Hasan’s court martial was to start last week at Fort Hood, in Killeen, Texas, where he is accused of killing 13 people and wounding 32, but was delayed when Hasan’s legal team petitioned the U.S. Court of Appeals to prevent the military judge from ordering Hasan’s facial hair forcibly shaved.

The presiding judge, Col. Gregory Gross, had threatened to order the shaving unless Hasan got rid of the beard, which is against Army regulations.

The Court of Appeals found that Hasan’s petition was “premature” because Gross has not yet issued a definitive order. If an official order was given, the appeals court said, Hasan could file another petition.

The government contends it is within its right to order Hasan shaved, citing military regulations and the right to ensure “that a military trial proceeds without a distracting and disruptive sideshow.”

The beard issue surfaced in June, when Hasan, who remains in the Army while awaiting trial, appeared at a hearing with the beard. Gross postponed that hearing, then found Hasan in contempt of court at a July hearing, fined him $1,000 and warned him he would be shaved by force unless he got rid of the beard.

Hasan had been expected to enter a plea during the case’s last hearing, but the proceedings were halted by the appellate court. Hasan has previously expressed interest in pleading guilty, but military regulations bar a judge from accepting a guilty plea in a capital case.

His lawyers had been seeking a delay of the case until December, but Gross has refused and set last week as the trial date. Fort Hood officials are deciding when proceedings will begin again.

Hasan is accused of opening fire at the post’s processing center, where soldiers were preparing to deploy to Afghanistan and Iraq, in November 2009.
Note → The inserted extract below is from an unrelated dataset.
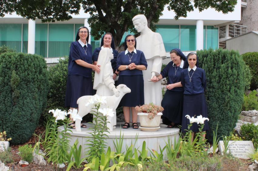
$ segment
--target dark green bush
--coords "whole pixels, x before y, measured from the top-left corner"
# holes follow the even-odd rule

He faces a possible death sentence if convicted. He was paralyzed from the waist down in the shooting, when police officers exchanged fire with him.

Hasan, a U.S.-born citizen of Palestinian descent, was a licensed psychiatrist who joined the Army in 1997. He had been scheduled to deploy to Afghanistan before the killings, but had been telling his family since 2001 that he wanted to get out of the military.

He is a Muslim who had told his family he had been taunted after the terrorist attacks of September 11, 2001. Investigations that followed the killings found he had been communicating via e-mail with Anwar al-Awlaki, the Yemeni-American radical cleric killed by a U.S. drone attack in 2011.

An FBI report in July found that a Joint Terrorism Task Force in San Diego that was investigating al-Awlaki passed two of the messages to another task force in the Washington area, where Hasan was living at the time. The report found those e-mails should have been given to the Pentagon, but the FBI saw no evidence of terrorist activities in his case, and believed the information in the e-mails was too sensitive to share. It noted that visiting extremist websites is not grounds for taking action.